Oft wird der Erdüberlastungstag mit dem Aufruf verbunden, den eigenen ökologischen Fußabdruck zu reduzieren. Dies ist ein erster wichtiger Schritt, denn die notwendige Transformation muss von Veränderungen im Verhalten und der Wertevorstellungen getragen werden. Er reicht aber nicht aus. „Um die notwendigen Veränderungen schnell genug zu erreichen, brauchen wir andere Rahmenbedingungen. Nachhaltiges und sozial verantwortliches Verhalten muss einfacher, naheliegender und preiswerter werden”, sagt Marie Heitfeld, Referentin für Bildung für nachhaltige Entwicklung bei Germanwatch. Jeder kann mithelfen in seinem Umfeld Strukturen für mehr Nachhaltigkeit zu entwickeln, damit nachhaltiges Verhalten zum Standard für alle wird. Dafür ist als Ergänzung zum Fußabdruck der Handabdruck entwickelt worden.

“Der Handabdruck steht für die Hebel, die jede und jeder von uns selbst in Bewegung setzen kann, um Nachhaltigkeit in Mobilität, Ernährung, Energie, Finanzen oder Ressourcennutzung zum neuen Standard zu machen. Das geht am Arbeitsplatz, in der Schule oder Uni, im Verein oder in der Kommune sowie auf Landes- und Bundesebene“, erklärt Heitfeld. Ergänzend zu den existierenden Fußabdruck-Tests hat Germanwatch zusammen mit Brot für die Welt einen neuen Handabdruck-Test veröffentlicht. Dort erhalten die Nutzer:innen eine konkrete und zu ihren Interessen passende Idee, wie sie ihren eigenen positiven Handabdruck vergrößern und so der Überlastung unserer planetaren Grenzen entgegenwirken können: www.handabdruck.eu

„Um die ständige Überdehnung der Grenzen des Planeten zu stoppen, brauchen wir auch eine engere internationale Kooperation auf mehreren Ebenen. So muss die Bundesregierung jetzt zum Beispiel mit ihren europäischen Partnern die Umsetzung des European Green Deal beschleunigen”, sagt Audrey Mathieu, Referentin für EU-Klimapolitik bei Germanwatch. “Mit dem Fit-for-55-Paket liegt eine insgesamt solide Basis der EU-Kommission auf dem Tisch.
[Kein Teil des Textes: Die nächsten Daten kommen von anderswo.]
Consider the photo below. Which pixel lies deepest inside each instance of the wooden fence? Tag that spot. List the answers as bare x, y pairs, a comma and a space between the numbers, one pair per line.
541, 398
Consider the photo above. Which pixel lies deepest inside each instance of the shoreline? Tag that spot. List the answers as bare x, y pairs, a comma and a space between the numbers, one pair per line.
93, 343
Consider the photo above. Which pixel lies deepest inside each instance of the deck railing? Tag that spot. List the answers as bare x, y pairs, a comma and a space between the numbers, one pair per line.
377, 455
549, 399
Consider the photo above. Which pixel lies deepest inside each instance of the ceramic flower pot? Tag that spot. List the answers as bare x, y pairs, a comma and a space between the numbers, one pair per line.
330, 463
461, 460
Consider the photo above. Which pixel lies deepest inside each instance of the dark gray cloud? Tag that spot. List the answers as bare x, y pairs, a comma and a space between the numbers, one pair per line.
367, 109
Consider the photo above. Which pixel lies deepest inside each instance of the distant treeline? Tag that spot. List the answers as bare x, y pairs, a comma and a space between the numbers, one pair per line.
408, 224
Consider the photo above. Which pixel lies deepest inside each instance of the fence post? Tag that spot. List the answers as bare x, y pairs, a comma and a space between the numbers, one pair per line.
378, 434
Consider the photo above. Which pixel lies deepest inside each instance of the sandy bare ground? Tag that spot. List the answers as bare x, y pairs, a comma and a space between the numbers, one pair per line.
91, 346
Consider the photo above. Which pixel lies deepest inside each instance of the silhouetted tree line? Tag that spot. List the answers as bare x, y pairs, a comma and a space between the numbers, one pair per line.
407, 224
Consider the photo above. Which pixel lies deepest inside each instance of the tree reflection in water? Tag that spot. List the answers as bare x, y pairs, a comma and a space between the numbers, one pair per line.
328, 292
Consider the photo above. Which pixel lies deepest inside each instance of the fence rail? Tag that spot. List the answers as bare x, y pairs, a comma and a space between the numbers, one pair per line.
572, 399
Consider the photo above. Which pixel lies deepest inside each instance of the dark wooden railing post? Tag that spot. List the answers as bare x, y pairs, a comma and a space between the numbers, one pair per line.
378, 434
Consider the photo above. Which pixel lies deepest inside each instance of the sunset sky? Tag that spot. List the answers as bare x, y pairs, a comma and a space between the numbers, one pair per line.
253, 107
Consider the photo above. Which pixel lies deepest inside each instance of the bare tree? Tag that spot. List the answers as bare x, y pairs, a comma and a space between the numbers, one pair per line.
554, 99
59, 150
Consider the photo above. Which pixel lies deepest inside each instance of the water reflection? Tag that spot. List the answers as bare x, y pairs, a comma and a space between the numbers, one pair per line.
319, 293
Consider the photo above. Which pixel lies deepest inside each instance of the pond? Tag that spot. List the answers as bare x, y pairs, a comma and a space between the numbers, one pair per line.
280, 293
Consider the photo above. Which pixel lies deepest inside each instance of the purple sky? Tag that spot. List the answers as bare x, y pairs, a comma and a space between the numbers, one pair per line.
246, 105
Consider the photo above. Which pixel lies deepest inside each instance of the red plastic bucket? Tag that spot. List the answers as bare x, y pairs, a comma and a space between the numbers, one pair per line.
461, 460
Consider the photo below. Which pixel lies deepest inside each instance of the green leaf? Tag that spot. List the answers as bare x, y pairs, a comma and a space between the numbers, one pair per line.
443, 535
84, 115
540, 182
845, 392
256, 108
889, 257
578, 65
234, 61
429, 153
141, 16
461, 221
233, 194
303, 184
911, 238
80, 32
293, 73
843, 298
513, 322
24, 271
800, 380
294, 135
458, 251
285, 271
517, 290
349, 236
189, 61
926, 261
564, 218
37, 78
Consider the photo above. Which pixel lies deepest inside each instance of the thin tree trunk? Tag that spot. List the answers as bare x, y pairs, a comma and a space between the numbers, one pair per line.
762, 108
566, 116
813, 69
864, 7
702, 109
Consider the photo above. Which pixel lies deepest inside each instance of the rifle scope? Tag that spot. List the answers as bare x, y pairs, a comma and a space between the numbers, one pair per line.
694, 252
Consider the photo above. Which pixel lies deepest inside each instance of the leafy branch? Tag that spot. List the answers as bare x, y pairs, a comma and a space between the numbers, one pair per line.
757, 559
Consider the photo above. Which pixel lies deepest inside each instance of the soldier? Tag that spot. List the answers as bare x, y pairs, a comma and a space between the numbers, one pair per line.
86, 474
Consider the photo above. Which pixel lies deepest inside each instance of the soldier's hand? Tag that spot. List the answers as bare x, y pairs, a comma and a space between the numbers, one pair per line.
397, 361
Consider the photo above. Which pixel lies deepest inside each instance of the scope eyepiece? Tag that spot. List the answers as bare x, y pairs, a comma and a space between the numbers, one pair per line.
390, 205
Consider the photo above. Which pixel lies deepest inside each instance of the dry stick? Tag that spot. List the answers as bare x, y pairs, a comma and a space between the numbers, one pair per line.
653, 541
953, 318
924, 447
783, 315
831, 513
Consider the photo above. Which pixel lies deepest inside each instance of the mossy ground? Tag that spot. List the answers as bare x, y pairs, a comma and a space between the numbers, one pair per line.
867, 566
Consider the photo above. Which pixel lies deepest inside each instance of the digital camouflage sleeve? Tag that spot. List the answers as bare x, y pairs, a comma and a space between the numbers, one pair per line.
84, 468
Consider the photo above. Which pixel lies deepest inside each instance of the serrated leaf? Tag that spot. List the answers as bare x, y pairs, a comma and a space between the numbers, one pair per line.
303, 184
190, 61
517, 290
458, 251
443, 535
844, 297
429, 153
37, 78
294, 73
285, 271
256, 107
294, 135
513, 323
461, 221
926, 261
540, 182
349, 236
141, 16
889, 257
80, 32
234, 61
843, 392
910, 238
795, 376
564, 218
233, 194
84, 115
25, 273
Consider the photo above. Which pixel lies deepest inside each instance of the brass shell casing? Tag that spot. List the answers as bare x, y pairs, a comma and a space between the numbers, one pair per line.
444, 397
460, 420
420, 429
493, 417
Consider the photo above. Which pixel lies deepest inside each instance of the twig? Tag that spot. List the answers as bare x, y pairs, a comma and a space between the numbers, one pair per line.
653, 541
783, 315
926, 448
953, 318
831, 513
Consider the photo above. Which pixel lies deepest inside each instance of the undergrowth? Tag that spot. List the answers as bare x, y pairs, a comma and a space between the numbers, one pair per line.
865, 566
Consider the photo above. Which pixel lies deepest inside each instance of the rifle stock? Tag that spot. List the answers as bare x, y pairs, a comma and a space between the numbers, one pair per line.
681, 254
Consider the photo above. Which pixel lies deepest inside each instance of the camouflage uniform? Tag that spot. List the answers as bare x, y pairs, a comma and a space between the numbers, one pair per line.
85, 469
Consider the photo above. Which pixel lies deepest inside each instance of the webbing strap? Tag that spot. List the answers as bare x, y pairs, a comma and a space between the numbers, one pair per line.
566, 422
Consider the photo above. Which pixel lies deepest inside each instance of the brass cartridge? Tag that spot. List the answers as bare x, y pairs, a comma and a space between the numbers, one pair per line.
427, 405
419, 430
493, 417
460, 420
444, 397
Jetzt müssen Mitgliedsstaaten und Europäisches Parlament nachlegen, um das Wirksamste aus dem Paket herauszuholen und schnell in die Umsetzung zu kommen. Auf die nächste Bundesregierung kommen sowohl auf EU-Ebene als auch beim Ergreifen wirksamer Maßnahmen zum Erreichen der verbesserten deutschen Klimaziele große Aufgaben zu”, so Mathieu weiter. Überdies gehe es darum, mit zentralen Schwellenländern Klimapartnerschaften zum zügigeren Umstieg Richtung Klimaneutralität auf- und auszubauen.
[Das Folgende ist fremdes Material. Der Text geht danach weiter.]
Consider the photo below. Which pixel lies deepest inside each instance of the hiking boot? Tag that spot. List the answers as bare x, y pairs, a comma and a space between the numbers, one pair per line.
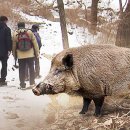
38, 76
2, 82
27, 79
22, 86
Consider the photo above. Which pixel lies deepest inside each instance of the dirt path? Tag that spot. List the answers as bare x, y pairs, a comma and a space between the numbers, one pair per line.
21, 110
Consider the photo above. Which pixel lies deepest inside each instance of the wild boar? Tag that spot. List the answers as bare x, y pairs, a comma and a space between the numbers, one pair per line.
91, 71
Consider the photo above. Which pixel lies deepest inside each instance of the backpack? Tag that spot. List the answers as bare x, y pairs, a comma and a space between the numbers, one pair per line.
24, 41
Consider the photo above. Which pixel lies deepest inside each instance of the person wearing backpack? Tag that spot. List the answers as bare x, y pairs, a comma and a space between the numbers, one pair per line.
5, 47
25, 48
35, 29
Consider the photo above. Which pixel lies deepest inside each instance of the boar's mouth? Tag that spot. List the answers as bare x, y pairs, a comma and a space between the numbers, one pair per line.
41, 89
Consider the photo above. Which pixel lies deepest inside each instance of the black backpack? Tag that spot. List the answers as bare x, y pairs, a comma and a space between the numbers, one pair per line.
24, 42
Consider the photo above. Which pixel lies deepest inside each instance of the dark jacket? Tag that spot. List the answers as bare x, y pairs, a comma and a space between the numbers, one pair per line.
5, 40
38, 38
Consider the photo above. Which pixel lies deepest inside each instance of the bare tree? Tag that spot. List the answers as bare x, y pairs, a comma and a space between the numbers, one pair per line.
63, 23
123, 31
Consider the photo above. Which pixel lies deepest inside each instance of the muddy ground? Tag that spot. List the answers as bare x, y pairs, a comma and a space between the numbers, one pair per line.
22, 110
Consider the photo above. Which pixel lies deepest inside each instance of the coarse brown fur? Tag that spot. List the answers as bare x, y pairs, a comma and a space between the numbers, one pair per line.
100, 70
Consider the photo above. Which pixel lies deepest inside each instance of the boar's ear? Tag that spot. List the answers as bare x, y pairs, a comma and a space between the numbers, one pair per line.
68, 61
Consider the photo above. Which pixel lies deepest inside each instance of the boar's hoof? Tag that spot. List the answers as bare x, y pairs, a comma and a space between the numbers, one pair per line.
97, 114
82, 112
36, 92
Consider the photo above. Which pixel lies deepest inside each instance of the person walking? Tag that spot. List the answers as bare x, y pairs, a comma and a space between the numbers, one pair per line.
35, 29
5, 47
25, 48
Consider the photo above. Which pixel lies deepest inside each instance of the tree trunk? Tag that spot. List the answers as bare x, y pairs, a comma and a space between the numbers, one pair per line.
121, 8
94, 11
63, 23
123, 31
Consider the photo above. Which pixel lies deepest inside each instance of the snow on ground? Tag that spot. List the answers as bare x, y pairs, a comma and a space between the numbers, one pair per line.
22, 109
Hintergrundinformationen zum globalen Erdüberlastungstag

Das Global Footprint Network berechnet jedes Jahr den Tag, an dem die Erdüberlastung erreicht ist, den „Earth Overshoot Day“. Dabei werden zwei rechnerische Größen gegenübergestellt: zum einen die biologische Kapazität der Erde zum Aufbau von Ressourcen sowie zur Aufnahme von Müll und Emissionen, zum anderen der Bedarf an Wäldern, Flächen, Wasser, Ackerland und Fischgründen, den die Menschen derzeit für ihre Lebens- und Wirtschaftsweise verbrauchen.
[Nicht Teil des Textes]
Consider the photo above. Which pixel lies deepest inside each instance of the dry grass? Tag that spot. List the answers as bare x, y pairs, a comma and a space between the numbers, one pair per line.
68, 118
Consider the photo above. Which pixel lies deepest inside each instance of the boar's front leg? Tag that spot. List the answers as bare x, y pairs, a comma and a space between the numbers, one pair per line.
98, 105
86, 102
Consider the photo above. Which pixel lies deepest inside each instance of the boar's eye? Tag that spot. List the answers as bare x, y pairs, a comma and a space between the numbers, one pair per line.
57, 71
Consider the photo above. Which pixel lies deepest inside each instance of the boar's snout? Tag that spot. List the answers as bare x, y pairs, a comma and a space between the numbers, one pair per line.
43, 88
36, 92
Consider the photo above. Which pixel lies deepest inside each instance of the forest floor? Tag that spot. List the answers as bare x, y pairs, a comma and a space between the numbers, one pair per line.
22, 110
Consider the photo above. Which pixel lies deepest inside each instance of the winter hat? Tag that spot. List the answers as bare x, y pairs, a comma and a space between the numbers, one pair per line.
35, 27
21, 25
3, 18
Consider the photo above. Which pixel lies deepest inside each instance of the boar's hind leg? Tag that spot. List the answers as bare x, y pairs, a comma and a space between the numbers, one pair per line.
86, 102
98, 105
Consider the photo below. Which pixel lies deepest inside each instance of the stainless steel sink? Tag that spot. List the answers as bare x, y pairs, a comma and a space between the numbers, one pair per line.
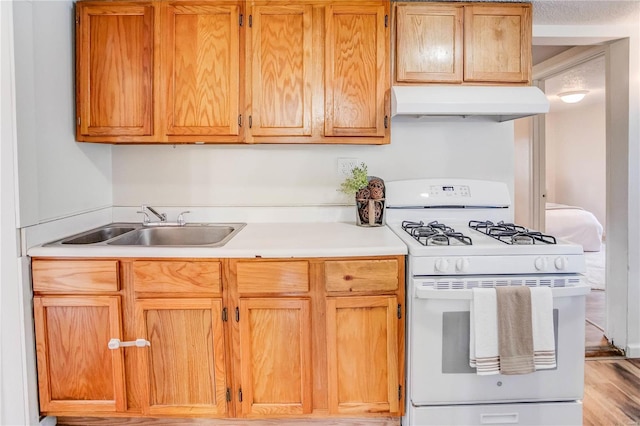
188, 235
135, 234
97, 235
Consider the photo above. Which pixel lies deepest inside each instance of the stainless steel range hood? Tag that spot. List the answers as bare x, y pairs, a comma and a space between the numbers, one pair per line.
495, 103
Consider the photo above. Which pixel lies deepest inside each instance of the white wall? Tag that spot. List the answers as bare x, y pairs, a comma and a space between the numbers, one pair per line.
295, 175
522, 172
576, 158
57, 176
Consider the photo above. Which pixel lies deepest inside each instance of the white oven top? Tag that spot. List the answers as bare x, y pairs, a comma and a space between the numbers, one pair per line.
455, 202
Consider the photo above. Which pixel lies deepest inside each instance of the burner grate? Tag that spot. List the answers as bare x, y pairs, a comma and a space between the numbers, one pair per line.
434, 233
510, 233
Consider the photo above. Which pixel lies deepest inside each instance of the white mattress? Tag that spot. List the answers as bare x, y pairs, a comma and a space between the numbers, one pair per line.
574, 224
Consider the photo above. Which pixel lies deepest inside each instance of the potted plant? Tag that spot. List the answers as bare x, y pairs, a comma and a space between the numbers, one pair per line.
369, 196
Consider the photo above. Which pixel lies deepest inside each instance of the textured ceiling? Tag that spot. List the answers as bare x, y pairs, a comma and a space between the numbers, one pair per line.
587, 76
594, 12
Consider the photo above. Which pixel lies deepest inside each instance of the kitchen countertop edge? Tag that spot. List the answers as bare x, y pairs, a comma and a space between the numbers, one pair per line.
259, 240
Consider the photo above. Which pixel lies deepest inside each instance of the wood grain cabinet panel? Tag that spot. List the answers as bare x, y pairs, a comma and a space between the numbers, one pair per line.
75, 276
497, 43
429, 40
273, 277
281, 70
361, 275
114, 70
356, 70
275, 356
154, 276
77, 372
362, 351
201, 69
184, 365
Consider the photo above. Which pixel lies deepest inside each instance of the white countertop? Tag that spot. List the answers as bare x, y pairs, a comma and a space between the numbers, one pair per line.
268, 240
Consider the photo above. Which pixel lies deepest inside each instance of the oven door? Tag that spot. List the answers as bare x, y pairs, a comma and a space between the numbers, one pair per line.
438, 348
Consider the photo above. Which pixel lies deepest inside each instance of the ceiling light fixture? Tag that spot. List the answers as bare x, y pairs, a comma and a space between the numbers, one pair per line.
573, 96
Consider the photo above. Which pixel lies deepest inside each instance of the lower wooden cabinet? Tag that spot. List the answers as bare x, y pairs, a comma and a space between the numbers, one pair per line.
275, 356
220, 338
77, 372
362, 352
184, 365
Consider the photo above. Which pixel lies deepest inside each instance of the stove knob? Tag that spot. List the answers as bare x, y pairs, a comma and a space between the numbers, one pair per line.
442, 265
561, 263
462, 264
541, 263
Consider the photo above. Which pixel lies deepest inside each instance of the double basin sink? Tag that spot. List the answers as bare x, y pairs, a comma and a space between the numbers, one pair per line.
134, 234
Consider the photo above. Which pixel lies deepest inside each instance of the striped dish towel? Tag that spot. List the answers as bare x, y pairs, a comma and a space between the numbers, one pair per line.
544, 345
483, 336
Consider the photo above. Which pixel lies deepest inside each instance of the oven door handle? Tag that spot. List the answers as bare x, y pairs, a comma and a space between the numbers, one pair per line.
467, 294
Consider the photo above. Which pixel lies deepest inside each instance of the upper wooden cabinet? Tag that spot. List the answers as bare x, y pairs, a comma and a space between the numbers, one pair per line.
150, 72
281, 70
114, 71
232, 71
475, 43
200, 69
356, 70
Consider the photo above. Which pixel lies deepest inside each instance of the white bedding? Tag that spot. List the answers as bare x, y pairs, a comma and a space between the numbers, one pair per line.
575, 225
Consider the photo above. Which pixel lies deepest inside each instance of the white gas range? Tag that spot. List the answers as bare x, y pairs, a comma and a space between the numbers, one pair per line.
460, 236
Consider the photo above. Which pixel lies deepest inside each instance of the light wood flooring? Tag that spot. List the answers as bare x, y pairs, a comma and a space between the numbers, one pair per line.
611, 392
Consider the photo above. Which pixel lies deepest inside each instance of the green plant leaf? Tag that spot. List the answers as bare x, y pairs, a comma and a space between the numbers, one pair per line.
356, 181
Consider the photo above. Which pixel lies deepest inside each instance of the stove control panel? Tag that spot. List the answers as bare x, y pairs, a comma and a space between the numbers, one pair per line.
453, 191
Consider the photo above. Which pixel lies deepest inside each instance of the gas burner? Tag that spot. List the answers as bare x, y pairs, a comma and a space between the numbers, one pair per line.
510, 233
434, 233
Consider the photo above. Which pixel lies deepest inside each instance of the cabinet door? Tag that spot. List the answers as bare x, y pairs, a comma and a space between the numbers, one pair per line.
281, 70
362, 351
184, 366
497, 43
429, 43
201, 70
275, 356
114, 70
76, 369
356, 70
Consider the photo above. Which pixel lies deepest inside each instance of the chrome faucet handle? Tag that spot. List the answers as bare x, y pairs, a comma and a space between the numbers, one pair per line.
145, 219
181, 221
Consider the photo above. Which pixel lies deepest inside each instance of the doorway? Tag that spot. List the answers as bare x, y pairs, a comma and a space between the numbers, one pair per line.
566, 185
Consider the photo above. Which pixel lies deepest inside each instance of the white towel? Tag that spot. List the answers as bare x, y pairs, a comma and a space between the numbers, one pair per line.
544, 346
483, 345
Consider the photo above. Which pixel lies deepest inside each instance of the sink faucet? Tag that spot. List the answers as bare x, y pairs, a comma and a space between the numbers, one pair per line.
145, 221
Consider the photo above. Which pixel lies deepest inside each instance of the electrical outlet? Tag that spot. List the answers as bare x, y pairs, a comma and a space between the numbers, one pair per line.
345, 165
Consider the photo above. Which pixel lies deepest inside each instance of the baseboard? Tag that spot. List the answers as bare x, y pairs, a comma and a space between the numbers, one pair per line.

Um ihren Ressourcenbedarf nachhaltig zu decken, bräuchte die Weltbevölkerung rechnerisch 1,75 Planeten. Würden alle Länder so haushalten wie Deutschland, wären gar drei Erden nötig. Bei einer Lebensweise wie in China bräuchte die Weltbevölkerung 2,2 Erden; würden alle Menschen so wirtschaften wie in den USA bräuchten sie fünf Erden. Dabei ist der Anstieg des Ressourcenverbrauchs beispiellos in der Menschheitsgeschichte: 1970 überstieg er erstmals die Biokapazität der Erde, im Jahr 2000 lag der Erdüberlastungstag bereits im September. Wegen der Auswirkungen der Corona-Pandemie war der Tag 2020 später als 2019, er fiel im vergangenen Jahr auf den 22. August.